I’ve seen sub-8.0x gross on certain property types other than residential. I have one lending client that bases the value upon which they’ll lend at 7.0x gross. I think that’s being overly conservative and I know they’ve passed on a lot of profitable deals in this runup because of it, but I also know they don’t have problems with foreclosures or late payments.
I can think of a couple reasons why a single family residence or condo would routinely justify a higher income multiplier than commercial or industrial properties. For one thing, residential properties are subject to residential lending programs. This means they can qualify for 30-year mortgages with minimal downpayments and favorable interest rates; whereas a non-residential property (including 5+ apartment units) are subject to commercial lending programs. For comparison, most commercial loans are written at higher interest rates and get re-written every 5 years. The loan may be amortized on a 30-year rate but it comes due in 5, at which point it rolls over into a new loan at the prevailing interest rate, usually with additional origination fees. The increased demands on the mortgage side of the income stream result in lower returns on the equity side. Financing terms are one reason SFRs tend to show higher rent multipliers.

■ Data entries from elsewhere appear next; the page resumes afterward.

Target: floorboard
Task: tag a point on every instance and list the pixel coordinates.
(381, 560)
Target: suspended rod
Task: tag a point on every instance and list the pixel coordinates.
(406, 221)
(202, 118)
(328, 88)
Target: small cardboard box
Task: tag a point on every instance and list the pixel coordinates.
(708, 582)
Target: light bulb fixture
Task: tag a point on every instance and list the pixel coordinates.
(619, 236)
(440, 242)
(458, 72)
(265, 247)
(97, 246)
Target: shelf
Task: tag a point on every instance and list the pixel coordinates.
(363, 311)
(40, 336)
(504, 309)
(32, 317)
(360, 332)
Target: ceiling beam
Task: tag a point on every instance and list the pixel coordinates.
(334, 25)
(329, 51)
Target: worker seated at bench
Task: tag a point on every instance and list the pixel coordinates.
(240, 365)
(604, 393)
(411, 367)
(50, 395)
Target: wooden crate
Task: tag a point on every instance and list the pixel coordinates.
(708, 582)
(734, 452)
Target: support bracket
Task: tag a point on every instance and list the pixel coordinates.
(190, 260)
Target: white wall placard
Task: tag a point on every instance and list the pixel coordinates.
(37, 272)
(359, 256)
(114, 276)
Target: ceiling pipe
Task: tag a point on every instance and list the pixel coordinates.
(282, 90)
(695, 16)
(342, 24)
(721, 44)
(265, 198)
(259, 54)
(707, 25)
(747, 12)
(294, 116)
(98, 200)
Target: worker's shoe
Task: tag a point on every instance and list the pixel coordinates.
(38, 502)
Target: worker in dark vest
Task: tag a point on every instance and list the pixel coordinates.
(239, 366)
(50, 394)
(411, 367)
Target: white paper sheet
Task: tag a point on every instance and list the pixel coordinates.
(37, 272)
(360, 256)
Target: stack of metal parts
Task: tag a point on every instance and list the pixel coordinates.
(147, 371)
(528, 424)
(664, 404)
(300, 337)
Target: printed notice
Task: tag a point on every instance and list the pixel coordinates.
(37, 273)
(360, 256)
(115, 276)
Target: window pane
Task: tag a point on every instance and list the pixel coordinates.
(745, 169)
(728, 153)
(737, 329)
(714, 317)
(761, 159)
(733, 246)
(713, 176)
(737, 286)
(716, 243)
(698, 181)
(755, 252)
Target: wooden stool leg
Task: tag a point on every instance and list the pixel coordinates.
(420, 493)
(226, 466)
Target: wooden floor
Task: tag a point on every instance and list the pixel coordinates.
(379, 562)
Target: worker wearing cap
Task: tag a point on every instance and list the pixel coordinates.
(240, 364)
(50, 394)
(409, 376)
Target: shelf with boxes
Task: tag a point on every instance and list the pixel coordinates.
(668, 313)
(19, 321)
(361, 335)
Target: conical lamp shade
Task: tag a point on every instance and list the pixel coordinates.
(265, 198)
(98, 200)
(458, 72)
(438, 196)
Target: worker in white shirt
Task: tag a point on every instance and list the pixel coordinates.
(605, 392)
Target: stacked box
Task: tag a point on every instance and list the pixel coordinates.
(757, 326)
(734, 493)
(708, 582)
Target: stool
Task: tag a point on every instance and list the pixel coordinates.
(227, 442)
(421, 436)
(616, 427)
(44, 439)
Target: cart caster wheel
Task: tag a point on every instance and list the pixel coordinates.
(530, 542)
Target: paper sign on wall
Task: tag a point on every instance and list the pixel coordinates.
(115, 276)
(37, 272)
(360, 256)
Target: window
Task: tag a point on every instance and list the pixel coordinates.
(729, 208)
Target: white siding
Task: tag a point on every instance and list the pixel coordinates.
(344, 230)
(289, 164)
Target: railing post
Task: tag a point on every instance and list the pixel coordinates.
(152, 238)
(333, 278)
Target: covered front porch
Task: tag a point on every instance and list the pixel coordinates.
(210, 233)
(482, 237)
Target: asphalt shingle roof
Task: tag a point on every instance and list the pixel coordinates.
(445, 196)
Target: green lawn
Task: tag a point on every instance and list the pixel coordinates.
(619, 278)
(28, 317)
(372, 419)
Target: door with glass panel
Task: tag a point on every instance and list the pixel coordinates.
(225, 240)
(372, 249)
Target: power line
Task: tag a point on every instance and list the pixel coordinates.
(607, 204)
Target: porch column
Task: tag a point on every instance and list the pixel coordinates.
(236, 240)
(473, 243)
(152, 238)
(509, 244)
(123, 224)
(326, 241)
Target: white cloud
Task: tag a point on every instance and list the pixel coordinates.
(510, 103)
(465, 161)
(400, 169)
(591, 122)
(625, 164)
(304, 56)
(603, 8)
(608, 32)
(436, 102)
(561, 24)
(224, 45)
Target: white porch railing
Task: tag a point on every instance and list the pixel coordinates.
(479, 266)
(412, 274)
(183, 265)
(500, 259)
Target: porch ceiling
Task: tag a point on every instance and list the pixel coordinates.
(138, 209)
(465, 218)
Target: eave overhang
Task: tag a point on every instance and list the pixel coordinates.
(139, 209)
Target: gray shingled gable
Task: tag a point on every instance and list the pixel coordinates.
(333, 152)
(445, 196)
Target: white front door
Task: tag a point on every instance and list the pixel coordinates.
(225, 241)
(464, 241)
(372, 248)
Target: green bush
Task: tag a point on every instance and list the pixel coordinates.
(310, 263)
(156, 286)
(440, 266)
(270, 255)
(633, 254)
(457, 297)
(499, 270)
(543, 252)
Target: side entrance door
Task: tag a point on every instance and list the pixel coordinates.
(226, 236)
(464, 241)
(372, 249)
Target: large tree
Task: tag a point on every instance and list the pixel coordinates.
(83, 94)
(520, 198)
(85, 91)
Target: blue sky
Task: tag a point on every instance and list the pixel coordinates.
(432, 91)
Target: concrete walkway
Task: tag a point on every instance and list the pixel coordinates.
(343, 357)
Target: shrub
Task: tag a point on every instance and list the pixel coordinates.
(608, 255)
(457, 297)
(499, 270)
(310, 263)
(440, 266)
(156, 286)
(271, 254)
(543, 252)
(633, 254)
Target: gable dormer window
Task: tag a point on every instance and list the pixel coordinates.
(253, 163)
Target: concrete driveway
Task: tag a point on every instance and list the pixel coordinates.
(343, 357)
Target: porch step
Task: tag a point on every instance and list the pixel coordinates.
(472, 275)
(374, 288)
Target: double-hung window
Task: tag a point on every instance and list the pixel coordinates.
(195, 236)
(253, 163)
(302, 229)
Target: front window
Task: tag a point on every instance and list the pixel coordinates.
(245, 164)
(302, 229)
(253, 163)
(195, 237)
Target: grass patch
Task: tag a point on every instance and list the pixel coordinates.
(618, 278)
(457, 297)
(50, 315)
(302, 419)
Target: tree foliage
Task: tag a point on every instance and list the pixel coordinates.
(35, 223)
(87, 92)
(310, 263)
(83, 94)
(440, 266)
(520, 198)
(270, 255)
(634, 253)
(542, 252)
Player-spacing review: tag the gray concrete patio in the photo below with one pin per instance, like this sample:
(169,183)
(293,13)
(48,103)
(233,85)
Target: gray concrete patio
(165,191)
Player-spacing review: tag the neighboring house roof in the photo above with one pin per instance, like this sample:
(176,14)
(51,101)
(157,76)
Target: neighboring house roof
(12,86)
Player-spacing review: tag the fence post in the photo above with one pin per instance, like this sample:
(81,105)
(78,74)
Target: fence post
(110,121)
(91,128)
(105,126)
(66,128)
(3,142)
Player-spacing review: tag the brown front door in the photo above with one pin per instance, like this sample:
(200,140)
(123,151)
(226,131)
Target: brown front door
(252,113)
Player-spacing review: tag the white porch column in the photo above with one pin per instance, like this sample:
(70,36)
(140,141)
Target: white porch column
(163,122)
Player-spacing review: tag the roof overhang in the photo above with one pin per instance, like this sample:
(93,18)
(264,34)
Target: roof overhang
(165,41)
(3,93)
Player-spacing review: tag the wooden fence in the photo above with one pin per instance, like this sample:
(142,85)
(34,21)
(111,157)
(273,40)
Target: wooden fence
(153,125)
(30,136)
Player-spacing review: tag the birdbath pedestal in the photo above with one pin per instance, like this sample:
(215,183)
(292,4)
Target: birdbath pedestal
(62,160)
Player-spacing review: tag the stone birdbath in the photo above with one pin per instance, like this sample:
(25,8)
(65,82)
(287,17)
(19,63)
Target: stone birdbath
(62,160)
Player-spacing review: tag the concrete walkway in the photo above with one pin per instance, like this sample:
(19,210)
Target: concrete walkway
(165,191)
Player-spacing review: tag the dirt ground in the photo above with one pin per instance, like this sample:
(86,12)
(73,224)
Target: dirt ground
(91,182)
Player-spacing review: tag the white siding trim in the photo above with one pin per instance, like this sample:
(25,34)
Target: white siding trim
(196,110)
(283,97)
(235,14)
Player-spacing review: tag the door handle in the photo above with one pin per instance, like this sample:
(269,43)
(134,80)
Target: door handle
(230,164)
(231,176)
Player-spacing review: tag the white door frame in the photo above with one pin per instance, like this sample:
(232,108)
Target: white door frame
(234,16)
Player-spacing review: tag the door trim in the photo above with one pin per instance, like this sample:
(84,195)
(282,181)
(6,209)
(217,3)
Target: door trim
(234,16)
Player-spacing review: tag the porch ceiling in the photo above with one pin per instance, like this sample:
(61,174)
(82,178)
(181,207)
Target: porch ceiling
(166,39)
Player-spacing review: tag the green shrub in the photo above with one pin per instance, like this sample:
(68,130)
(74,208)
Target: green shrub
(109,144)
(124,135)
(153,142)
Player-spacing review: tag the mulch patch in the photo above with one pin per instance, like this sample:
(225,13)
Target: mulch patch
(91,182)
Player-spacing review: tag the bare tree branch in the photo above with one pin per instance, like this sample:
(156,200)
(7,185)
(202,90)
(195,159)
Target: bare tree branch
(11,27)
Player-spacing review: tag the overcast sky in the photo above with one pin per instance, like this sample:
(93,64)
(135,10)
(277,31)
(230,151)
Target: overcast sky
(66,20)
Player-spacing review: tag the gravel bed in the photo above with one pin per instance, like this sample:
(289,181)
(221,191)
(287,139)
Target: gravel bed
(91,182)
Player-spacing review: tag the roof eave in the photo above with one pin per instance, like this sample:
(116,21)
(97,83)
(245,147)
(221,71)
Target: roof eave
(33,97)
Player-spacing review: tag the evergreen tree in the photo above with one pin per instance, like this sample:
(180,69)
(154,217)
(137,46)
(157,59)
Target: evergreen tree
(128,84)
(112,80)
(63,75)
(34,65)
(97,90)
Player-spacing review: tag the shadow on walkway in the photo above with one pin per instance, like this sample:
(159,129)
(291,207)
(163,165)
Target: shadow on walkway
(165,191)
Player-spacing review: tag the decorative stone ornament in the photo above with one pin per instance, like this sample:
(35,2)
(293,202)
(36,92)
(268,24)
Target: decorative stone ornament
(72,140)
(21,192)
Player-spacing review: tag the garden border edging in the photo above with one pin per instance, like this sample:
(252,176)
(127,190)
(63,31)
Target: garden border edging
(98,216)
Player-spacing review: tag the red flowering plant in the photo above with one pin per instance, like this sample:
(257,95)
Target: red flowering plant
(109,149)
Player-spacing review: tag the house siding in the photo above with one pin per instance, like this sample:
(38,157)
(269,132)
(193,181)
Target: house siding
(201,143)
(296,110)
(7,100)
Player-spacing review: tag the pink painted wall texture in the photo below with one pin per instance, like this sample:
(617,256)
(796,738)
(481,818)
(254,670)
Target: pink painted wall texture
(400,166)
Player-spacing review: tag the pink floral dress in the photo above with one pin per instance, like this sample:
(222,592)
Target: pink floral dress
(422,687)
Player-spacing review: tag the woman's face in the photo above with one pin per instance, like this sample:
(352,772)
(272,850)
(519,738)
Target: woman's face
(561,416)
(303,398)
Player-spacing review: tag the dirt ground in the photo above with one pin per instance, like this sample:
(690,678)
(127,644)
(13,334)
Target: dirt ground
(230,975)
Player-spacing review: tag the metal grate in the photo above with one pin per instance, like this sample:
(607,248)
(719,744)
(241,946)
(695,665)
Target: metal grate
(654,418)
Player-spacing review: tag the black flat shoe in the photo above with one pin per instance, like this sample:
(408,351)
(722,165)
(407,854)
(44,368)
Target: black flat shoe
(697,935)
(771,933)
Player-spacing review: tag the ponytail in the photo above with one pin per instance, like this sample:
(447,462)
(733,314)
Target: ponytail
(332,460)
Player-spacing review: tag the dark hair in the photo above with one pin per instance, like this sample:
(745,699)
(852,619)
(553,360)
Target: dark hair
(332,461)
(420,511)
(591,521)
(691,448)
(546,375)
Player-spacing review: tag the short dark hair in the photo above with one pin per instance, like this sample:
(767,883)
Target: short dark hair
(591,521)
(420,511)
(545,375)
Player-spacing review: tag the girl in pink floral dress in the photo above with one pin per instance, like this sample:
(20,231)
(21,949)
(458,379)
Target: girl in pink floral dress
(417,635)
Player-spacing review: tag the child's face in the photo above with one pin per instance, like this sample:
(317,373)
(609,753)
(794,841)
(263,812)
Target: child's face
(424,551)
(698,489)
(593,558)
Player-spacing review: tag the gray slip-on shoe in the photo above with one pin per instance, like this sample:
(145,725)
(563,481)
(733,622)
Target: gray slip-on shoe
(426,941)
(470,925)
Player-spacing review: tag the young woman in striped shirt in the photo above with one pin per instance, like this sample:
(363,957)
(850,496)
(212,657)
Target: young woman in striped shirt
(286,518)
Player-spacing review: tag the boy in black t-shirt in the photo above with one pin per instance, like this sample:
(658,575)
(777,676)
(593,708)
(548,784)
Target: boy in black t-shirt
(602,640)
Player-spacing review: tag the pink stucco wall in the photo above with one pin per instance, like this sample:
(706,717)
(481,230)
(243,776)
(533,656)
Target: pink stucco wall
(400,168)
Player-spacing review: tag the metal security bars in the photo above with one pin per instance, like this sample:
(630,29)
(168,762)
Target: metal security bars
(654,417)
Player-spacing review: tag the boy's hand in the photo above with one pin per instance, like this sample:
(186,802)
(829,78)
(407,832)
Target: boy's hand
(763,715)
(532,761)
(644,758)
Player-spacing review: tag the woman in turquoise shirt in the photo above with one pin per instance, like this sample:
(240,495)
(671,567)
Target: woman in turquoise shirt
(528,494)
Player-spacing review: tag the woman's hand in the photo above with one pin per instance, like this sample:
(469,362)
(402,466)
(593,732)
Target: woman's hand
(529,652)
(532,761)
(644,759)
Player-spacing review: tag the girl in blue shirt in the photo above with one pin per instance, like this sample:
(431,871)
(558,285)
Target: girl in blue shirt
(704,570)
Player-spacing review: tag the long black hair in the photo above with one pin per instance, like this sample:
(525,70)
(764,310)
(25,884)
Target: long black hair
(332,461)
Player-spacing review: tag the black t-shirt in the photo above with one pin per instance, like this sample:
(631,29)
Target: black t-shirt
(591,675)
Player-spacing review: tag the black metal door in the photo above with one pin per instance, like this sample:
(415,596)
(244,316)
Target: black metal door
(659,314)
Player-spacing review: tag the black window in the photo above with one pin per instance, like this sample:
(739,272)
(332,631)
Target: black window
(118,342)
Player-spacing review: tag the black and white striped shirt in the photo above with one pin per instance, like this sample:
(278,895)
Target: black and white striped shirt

Another reason is that, just as they say, a house can always be used for shelter. Not so with a commercial property. A commercial property has no utility to a failed company, except as a disposable asset.
Yet another reason is that the price point for investors is much lower for a house than for an investment-grade commercial property. Simply put, more people can participate in that particular game because of the lower prices and the larger number of available opportunities.
For these reasons (and others) I’d be surprised to see housing and non-residential properties ever working off the same rent multipliers. There’ll always be some relation between the two, depending on the economy, but there’ll always be a spread.